La consultation gouvernementale belge donne accès à deux rapports scientifiques sur l’impact environnemental de Doel 1et 2. Pour votre facilité vous trouverez tout d’abord, le rapport rédigé par le CEN/SCK qui démontre qu’il n’y a absolument aucune raison technique ou sécuritaire qui justifie la fermeture de nos centrales nucléaires après 40 ou 50 ans d’exploitation.
Pour chaque mode de production d’électricité une infographie montre le nombre de décès directement lié à un accident d’exploitation. Par unité d’énergie produite (TWh) le nucléaire ne cause que 0,04 décès, alors que le gaz naturel p.ex. en cause 20, soit 500 fois plus. Faut-il rappeler le drame de Ghislenghien en 2004 (24 morts) ou celui de la rue Léopold à Liège en 2010 (14 morts) ?
A ce jour l’Europe Occidentale et les USA possèdent des réacteurs de même conception ; aucun mort par radiation nucléaire n’a été à déplorer.
Vous l’aurez compris, si vous n’exprimez pas votre opinion, d’autres le feront, encouragés par les puissants mouvements anti-nucléaires très actifs sur les réseaux sociaux. Il est donc important de répondre à ce questionnaire et de le diffuser largement.

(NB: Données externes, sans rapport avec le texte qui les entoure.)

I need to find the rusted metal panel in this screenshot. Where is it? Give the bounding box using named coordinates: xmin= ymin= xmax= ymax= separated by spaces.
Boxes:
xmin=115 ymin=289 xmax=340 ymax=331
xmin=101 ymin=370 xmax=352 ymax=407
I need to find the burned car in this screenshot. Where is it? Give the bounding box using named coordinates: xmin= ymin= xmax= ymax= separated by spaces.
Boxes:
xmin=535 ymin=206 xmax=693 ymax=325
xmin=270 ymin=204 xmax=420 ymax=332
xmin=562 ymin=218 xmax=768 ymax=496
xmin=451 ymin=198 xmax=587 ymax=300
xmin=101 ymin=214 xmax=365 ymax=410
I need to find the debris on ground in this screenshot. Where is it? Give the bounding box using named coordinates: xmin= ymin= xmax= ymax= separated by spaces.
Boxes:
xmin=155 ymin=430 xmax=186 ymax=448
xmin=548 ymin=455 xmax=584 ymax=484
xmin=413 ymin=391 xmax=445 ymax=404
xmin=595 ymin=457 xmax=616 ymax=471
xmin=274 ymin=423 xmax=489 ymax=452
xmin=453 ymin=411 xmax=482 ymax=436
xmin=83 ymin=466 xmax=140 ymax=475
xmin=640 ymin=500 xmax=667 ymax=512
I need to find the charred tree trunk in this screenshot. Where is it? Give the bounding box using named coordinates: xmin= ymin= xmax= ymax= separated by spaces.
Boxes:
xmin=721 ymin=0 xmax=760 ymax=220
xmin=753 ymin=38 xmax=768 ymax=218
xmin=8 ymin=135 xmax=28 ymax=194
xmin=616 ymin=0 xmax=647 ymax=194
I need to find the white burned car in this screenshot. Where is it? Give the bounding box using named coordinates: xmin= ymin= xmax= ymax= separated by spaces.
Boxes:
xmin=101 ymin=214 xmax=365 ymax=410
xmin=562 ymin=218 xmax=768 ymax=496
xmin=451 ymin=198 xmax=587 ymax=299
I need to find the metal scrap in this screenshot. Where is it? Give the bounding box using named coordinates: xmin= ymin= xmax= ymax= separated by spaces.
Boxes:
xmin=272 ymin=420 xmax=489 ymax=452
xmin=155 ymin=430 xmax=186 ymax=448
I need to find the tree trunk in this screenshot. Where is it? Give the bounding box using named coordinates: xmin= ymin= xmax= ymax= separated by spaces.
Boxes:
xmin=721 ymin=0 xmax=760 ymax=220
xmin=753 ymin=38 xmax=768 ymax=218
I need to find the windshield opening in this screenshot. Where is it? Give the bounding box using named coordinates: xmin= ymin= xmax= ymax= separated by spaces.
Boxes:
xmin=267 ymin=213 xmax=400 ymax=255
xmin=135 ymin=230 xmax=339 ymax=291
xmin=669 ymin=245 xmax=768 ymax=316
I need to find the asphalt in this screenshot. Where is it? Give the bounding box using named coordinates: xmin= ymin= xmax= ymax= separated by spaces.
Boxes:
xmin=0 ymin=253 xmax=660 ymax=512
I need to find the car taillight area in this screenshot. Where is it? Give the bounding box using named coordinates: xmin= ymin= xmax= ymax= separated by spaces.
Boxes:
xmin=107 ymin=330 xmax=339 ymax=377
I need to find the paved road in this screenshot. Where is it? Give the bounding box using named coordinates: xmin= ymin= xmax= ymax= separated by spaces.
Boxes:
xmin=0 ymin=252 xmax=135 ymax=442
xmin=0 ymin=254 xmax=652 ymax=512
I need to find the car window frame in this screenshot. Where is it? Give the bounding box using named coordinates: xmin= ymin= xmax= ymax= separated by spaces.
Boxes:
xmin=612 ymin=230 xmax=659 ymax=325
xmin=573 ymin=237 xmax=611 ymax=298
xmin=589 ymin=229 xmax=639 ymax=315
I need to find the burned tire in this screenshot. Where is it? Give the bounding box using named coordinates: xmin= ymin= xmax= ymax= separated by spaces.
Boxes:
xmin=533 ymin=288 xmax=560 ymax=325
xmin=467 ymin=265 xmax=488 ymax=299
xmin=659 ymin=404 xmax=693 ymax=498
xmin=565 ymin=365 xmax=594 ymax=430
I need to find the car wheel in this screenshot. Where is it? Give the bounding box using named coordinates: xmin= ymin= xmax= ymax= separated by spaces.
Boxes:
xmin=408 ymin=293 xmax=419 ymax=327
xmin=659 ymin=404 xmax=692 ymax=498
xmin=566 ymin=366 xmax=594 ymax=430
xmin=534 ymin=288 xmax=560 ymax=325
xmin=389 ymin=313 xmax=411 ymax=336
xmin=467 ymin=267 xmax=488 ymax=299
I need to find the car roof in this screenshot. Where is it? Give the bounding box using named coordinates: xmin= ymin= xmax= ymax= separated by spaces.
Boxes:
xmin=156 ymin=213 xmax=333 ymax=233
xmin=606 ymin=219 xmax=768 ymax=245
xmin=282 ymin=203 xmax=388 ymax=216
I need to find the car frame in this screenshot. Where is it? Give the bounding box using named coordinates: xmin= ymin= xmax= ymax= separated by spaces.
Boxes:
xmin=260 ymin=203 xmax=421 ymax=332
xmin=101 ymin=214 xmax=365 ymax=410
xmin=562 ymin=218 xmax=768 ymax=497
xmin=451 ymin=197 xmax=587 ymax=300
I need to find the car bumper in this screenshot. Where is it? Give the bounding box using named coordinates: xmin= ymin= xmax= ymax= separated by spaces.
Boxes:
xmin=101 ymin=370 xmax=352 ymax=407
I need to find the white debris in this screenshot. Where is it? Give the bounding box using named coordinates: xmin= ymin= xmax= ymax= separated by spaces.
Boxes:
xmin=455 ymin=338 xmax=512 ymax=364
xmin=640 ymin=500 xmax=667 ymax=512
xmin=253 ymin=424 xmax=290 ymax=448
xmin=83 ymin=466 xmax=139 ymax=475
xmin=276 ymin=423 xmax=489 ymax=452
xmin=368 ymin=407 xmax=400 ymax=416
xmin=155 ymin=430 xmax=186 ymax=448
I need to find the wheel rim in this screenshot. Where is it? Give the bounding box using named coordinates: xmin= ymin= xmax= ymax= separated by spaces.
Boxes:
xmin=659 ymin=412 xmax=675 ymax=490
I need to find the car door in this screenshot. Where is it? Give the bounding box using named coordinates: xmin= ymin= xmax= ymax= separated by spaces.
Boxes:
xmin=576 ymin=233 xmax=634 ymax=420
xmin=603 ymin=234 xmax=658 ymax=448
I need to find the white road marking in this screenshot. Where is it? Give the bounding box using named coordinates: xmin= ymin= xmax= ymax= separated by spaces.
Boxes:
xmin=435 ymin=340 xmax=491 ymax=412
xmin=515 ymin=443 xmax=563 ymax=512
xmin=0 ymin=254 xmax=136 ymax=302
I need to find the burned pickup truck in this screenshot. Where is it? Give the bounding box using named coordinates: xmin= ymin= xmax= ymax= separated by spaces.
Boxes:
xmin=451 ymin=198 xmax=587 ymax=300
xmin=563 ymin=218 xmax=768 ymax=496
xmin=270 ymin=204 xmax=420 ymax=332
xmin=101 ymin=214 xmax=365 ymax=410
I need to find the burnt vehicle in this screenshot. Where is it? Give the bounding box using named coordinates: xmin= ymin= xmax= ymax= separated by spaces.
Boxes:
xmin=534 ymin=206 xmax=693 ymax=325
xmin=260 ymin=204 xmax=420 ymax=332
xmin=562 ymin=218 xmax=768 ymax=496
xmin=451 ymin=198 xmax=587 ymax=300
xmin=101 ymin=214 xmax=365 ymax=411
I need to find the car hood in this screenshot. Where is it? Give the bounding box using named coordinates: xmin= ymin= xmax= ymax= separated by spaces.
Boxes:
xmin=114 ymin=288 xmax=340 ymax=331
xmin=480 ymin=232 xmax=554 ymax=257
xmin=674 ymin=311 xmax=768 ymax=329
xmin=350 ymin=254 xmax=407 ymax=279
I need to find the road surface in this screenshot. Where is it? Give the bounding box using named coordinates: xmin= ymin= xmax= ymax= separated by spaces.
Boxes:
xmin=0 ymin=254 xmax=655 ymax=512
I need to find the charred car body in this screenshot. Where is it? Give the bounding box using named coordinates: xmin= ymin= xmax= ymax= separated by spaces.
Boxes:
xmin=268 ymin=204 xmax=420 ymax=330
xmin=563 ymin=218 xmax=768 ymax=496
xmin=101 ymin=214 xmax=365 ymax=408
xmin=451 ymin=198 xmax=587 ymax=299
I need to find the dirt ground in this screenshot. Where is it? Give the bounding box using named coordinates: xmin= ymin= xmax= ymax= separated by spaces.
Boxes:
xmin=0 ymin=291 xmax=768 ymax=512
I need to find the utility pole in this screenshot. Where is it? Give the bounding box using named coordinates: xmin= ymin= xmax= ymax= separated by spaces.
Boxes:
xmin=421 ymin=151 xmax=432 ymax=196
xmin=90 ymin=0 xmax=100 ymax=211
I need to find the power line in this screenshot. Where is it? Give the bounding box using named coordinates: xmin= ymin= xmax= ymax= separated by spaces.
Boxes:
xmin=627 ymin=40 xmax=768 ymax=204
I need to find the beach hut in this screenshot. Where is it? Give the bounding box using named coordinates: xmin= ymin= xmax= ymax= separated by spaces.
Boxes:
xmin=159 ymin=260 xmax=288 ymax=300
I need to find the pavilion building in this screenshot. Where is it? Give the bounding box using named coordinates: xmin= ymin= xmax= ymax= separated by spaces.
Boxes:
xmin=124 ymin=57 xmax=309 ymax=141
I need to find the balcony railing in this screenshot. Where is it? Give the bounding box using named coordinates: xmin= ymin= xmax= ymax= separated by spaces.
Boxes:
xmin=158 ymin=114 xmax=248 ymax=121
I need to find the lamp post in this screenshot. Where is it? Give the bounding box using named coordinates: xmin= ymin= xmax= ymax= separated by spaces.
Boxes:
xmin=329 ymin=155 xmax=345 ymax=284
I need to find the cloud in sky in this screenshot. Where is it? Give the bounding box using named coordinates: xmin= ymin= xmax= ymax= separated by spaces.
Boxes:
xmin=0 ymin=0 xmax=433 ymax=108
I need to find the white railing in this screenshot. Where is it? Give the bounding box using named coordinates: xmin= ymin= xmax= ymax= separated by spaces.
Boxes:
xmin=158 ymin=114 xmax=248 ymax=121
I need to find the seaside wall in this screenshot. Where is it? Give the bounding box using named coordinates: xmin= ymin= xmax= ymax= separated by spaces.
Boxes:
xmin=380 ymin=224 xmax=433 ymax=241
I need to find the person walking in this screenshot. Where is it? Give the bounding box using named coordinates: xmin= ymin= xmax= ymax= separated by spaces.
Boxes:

Le texte de cette consultation ne brille pas par son accessibilité et la formulation des questions manque singulièrement de clarté. Avant d’y répondre, n’hésitez pas à examiner l’ensemble des questions en cliquant sur la flèche située en bas à droite du questionnaire (sur fond mauve).
De façon assez troublante, à la première étape, la plus importante, il est demandé de répondre à une question ouverte par un commentaire. L’exercice est difficile pour le profane. C’est pourquoi, si vous souhaitez manifester votre volonté de voir les centrales de Doel 1 et 2 prolongées entre 2022 et 2025, nous vous vous proposons ce commentaire à titre de suggestion:
« Je suis contre la désactivation de Doel 1 et de Doel 2 avant 2025. Comme le démontrent les rapports du CEN/SCK, l’exploitation de ces centrales évite des émissions de CO2, améliore notre sécurité d’approvisionnement en électricité et n’a pas d’effet sur la santé et l’environnement plus négatifs que les alternatives en ce compris les énergies renouvelables.«
Ensuite, pour la seconde étape, dans les questions à choix multiples, nous vous invitons à cocher autant de réponses que vous voulez et certainement à ne pas passer à côté des cases F et G.
Cette consultation ne remet pas en question les choix sur le plus long terme. Toutefois, gardons à l’esprit que ce qu’un gouvernement a fait, un autre peut toujours le défaire.